This latest report follows on from the Agency’s special report on how to secure a sustainable recovery from June 2020, which outlined their vision of $1 trillion worth of investment per year in the energy sector for the next three years. Now, the IEA is warning that only 35% of that amount has been put forward under current policies. And after analysing over 800 policies across 50 countries, the IEA calculates that only 2% - $380 billion of around $2.3 trillion – of total fiscal support has gone towards clean energy measures.
Even in developed countries which have loudly proclaimed green recovery as a priority, only 60% of the investment needed to achieve a sustainable recovery has been put forward. In developing countries that figure drops to 20%. Executive Director Fatih Birol has stated that the investment committed at present is not even sufficient to avoid a new global emissions record in 2023, warning that an emissions peak isn’t even in sight.

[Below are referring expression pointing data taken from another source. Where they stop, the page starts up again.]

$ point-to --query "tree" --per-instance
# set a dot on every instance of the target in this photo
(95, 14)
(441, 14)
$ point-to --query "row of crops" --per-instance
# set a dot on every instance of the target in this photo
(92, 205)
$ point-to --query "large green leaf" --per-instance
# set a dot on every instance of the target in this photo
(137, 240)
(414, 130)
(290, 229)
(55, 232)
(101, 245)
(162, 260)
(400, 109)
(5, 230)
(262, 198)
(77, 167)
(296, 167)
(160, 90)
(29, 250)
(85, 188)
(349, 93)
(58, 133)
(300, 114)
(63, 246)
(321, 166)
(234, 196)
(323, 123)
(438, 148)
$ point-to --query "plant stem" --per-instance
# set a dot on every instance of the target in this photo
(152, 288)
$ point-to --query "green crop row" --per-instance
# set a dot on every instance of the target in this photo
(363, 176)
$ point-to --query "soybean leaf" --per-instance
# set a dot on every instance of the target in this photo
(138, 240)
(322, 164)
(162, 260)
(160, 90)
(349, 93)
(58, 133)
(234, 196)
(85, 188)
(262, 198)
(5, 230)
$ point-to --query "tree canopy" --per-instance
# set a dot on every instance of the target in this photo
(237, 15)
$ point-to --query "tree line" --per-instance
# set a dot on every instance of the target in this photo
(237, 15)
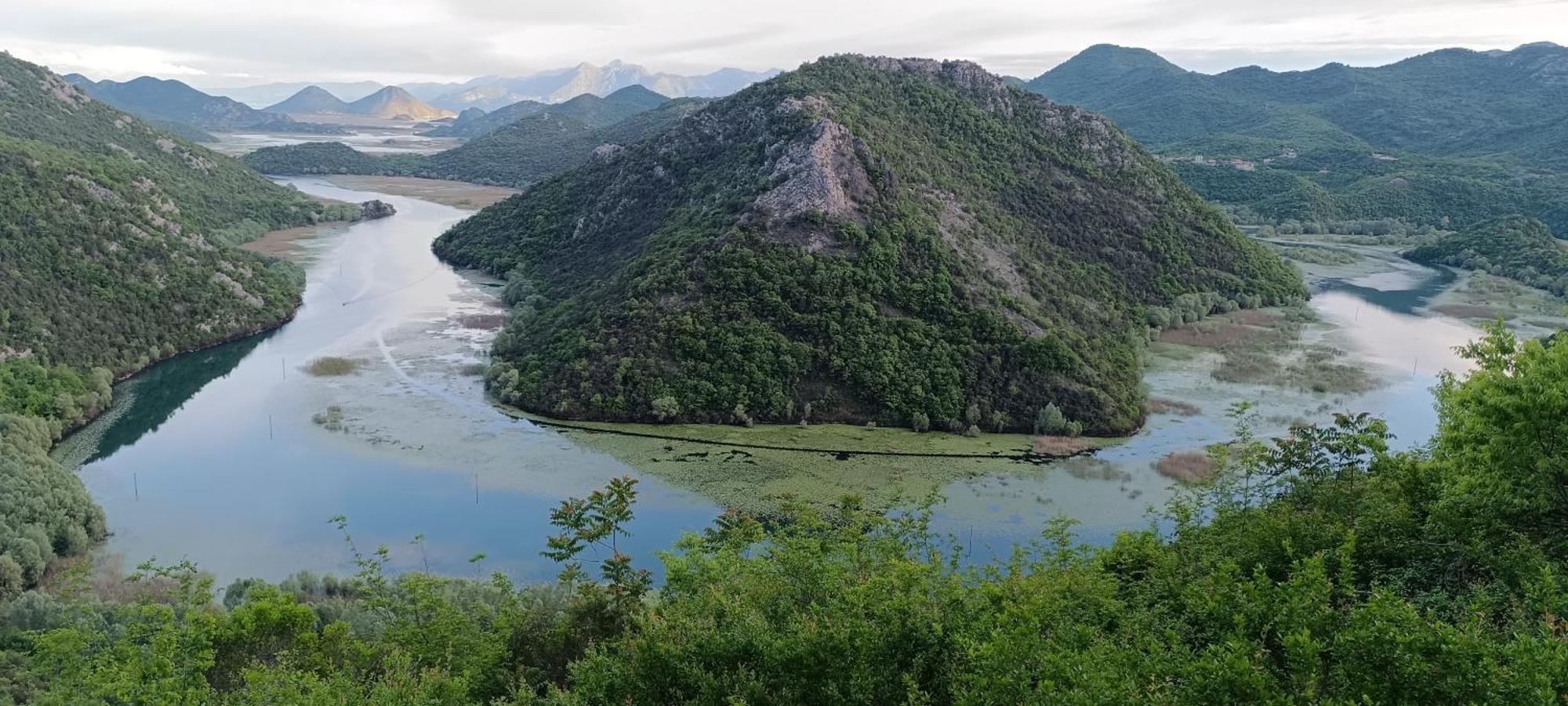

The report is available in an interactive format here, providing detailed breakdowns per sector and a full list of the policies analysed. Some other highlights from the report include:
Established areas and existing programmes (such as low carbon electricity, transport and energy efficiency) have attracted the majority of investment. Innovation and research (clean fuels, new technologies) has lagged behind.
There has been little significant investment in electricity networks and infrastructure, which the IEA has identified as a major investment priority for sustainable recovery.
Developing economies will require more support from developed economies and international institutions to accelerate green investments, although some (notably India and Argentina) have announced significant investment in renewable energy and grid infrastructure.
The IEA isn’t the first body to warn that the green recovery championed by so many governments will fall short of expectations. The UN Environmental Program (UNEP) published a similar report, with slightly differing figures, in March this year. Vivid Economics, an economic consultancy focused on environmental issues, also published a report earlier in July, in collaboration with the Finance for Biodiversity Initiative. According to their Greenness of Stimulus Index (GSI), which has been tracking investment since February 2021 in 30 countries (including all G20 economies), the impact of investment since the start of the pandemic in 20 of these countries can be considered as a ‘net negative’.